Politicians and used car salesmen the world over have used the bait and switch tactic employed by Pope Benedict during his UK visit. It was easy to talk over the faithful masses because they didn’t want to think about how priests raped countless children or how Benedict helped to cover any of it up and has since offered nothing more than polite contrition. Let’s see how many words about something else will make you forget.
In his article about Benedict’s Edinburgh address, the Guardian‘s Andrew Brown appears to have left behind his ability to add two and two. Instead of four, his answer was something akin to “banana.” Brown insisted the Pope didn’t mean “us,” or even one of the UK’s most vocal atheists, Richard Dawkins, when he saddled atheism’s horse with Hitler’s actions. Who then did he mean?
Benedict said, “Even in our own lifetime, we can recall how Britain and her leaders stood against a Nazi tyranny that wished to eradicate God from society and denied our common humanity to many, especially the Jews, who were thought unfit to live.”
That sounded Nazi-exclusive enough until he went on to say, “As we reflect on the sobering lessons of the atheist extremism of the twentieth century, let us never forget how the exclusion of God, religion and virtue from public life leads ultimately to a truncated vision of man and of society and thus to a reductive vision of the person and his destiny.”
Much religious speech has bombarded the world with the insistence that Muslim terrorists do not the nation of Islam define and those who murder in the name of God are not the poster children for Christianity. But the second a religious leader can’t create enough distance between himself and the atrocities of proclaimed followers, he invokes the most tired war cry of all: They must have been atheists!
Benedict didn’t just equate Hitler’s actions with atheism. He drew an unholy line between those who executed millions and those who don’t need a higher power to keep them from killing anyone.

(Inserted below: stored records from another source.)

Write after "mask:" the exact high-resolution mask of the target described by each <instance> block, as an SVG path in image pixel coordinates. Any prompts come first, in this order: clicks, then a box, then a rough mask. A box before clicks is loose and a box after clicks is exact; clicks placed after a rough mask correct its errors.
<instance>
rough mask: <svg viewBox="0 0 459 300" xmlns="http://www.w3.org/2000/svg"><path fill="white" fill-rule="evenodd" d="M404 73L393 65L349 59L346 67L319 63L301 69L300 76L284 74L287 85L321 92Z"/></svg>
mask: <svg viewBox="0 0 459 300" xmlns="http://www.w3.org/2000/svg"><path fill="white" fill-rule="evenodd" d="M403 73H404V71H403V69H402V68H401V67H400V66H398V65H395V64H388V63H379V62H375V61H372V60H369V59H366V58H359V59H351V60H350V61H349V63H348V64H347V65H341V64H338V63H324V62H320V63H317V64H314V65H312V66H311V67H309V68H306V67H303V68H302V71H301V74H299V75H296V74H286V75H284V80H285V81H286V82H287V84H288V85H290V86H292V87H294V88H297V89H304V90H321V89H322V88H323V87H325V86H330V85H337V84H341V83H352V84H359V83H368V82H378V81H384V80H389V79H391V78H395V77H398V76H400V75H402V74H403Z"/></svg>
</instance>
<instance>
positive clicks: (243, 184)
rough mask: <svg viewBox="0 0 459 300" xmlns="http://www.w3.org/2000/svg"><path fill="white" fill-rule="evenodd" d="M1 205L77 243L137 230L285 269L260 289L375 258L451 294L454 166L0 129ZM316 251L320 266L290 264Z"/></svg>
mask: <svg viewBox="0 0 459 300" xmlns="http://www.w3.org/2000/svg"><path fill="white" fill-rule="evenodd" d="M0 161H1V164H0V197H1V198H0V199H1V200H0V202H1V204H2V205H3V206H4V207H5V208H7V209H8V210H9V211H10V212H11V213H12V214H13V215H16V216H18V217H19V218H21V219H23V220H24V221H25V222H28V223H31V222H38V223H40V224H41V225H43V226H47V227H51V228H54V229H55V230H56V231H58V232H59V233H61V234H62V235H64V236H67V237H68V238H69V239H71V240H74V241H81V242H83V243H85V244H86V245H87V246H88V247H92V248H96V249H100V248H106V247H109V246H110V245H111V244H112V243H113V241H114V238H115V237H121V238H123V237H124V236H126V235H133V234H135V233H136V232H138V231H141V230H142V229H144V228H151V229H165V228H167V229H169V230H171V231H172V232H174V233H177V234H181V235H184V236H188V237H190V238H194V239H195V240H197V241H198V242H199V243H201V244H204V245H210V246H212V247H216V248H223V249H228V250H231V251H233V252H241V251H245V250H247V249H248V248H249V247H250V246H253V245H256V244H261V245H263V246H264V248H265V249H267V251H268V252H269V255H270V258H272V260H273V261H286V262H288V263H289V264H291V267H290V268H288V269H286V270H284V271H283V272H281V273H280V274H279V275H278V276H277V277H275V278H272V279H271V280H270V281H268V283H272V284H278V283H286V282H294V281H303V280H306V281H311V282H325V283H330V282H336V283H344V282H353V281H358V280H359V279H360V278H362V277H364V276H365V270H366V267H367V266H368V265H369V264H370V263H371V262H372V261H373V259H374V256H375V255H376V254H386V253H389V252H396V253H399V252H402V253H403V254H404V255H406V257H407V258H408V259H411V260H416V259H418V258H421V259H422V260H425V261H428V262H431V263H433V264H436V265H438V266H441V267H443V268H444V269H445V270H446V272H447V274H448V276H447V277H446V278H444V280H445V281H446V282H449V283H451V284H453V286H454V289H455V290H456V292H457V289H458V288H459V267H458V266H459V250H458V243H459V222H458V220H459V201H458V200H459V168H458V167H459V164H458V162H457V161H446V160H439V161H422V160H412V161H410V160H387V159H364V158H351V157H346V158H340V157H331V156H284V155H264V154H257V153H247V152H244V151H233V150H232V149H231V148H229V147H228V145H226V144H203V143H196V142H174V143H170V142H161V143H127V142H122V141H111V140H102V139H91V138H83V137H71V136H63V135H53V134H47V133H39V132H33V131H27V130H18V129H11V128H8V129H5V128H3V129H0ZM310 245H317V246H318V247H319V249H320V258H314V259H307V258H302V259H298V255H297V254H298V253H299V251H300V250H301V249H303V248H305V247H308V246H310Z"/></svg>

That said, have you forgotten about the Pope’s contribution to and responsibility for the priests who raped countless children? So did the many who heard him speak.
Benedict has drawn no line of terror between Catholicism and those who, just like the Nazis, used their positions victimize the innocent. He has not publicly accused a single priest of being an atheist. And his focus on past atrocities committed by others does purposefully come at the expense of those who, in part because of Benedict himself, are suffering right now.
Take another look at his words: “…let us never forget how the exclusion of God, religion and virtue from public life leads ultimately to a truncated vision of man and of society and thus to a reductive vision of the person and his destiny.” Benedict could just as easily have said this about those within his flock who have violated the humanity of children, but he didn’t.